Between the fact that revealing weirdness is not seemingly the danger we had previously seen (the 50s/60s being a better setting to create a fear of witch-hunts; have you seen how weird the neighbours are acting now?) and the feeling that Geraldine is more aware of what is going on than she says, the stakes drop right out of the sitcom. Megan McDonnell (writing as part of a team) leaves only the wider “reality” story to matter, the characters a little adrift without significant stakes. If Vision is immediately willing to tell the local GP about their magical pregnancy, what does it matter if people seeing floating crockery?

Style it out

If the strange feeling of slipping into a new aspect ratio is not enough, we get a rewind glitch on screen that feels like a streaming glitch. What fun this is having! When the production boasted that WandaVision had more effects shots than Endgame, I don’t think any of us thought they meant digital artifacting and a CGI stork.

In general, the eerie undertone continues to delight, with Herb and his hedge trimmer coming across like a character from Get Out. Indeed, the moments of weirdness will feel familiar to anyone who saw the imagined “Victorian” episode of Sherlock, a reality becoming ever more uncanny. The character who knows the truth trying to get everyone to snap out of it has a long history – not least in Marvel’s House of M comics (damn, I did it again) or the Jasmine story in season four of Angel.

That character, of course, is being called Geraldine, but Marvel marketing have already shown their hand by announcing that Teyonah Parris is in fact playing Monica Rambeau, the daughter of Captain Marvel’s best pal – and very likely an Air Force pilot, like her idol and her mother.

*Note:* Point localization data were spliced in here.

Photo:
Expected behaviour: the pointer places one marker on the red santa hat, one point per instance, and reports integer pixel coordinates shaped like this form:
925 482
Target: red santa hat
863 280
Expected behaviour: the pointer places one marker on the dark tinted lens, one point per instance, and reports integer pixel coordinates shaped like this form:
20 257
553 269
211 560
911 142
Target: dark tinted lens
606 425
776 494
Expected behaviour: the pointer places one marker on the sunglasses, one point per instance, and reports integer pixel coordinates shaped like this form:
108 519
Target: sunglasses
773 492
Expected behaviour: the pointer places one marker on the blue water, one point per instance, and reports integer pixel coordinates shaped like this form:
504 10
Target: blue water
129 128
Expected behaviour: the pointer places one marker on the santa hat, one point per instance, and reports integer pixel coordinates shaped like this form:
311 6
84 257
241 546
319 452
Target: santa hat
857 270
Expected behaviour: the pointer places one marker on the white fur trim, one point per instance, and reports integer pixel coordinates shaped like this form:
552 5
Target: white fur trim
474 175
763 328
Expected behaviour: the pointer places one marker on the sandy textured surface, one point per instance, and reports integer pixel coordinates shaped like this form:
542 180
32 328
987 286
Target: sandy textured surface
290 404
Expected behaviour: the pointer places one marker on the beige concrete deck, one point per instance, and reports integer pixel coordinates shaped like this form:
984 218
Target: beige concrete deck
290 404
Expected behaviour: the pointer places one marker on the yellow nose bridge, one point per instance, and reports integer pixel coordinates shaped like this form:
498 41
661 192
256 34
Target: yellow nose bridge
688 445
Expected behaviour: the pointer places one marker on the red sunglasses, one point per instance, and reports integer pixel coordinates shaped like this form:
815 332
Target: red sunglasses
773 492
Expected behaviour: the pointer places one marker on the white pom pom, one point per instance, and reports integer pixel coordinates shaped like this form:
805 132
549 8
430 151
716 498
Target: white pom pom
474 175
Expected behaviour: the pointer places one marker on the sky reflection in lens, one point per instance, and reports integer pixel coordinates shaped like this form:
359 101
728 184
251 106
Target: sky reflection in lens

Marvel merchandising, meanwhile, have let slip on a Topps card that, in this universe, Sword stands for “Sentient Weapon Observation Response Division”. If you want to read “sentient weapon” as “people with powers”, making this a development of Civil War’s Sokovia Accords that placed limits on superhero activity, I am not going to stop you.

Has too much slipped out too soon? Probably not, judging by the number of speculation articles WandaVision is generating. Next up: the 80s. As WandaVision’s sitcom moves into the “raising kids” genre, I am looking forward to the idea of Roseanne for the first time in a while.